О ее доме я могу говорить часами. Это – моя сбывшаяся во плоти мечта. Представьте – маленький поселок, охранник у шлагбаума мерзнет, перепрыгивает с ноги на ногу. Наперевес у него автомат. Лицо красное, но гостеприимное – так положено по уставу их охранного предприятия. Это вам не охранник в супермаркете, злой и хмурый, ненавидящий всех. В поселке же он – практически дома. Работа непыльная, на природе. Потому что вокруг лес. Вокруг природа. Сейчас холодно, а потом будет весна, будет зелень, будут шашлыки на заднем дворике въездной группы. Роман Дарьи Донцовой под раскидистым дубом.

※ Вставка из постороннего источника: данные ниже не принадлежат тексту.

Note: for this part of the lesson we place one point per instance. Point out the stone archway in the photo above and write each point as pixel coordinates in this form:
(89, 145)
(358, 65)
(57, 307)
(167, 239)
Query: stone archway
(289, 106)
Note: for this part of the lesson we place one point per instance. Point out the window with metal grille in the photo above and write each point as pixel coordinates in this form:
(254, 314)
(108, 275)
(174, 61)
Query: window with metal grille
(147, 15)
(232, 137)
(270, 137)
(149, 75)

У Ольховской лесной участок. Самый дорогой. Самый красивый. Самый геморройный – потому что только их и грабят постоянно, считай, что каждую зиму. Из-за этого у нее в доме дополнительно везде датчики взлома, тревожные кнопки и пульты сигнализации. Однажды ее саму чуть не арестовали, потому что она забыла снять дом с охраны. Так что вроде система работает. Пока что у них ничего не украли, кроме дорогой газонокосилки. Но ее муж забыл во дворе.

Зато из спальни Марлены виден лес. И слышно, как поют птицы. Когда тепло, у нее в спальне открыта балконная дверь и тонкая шифоновая занавеска тихо раздувается от теплого ветра. И слышно, как ветер раскачивает верхушки деревьев.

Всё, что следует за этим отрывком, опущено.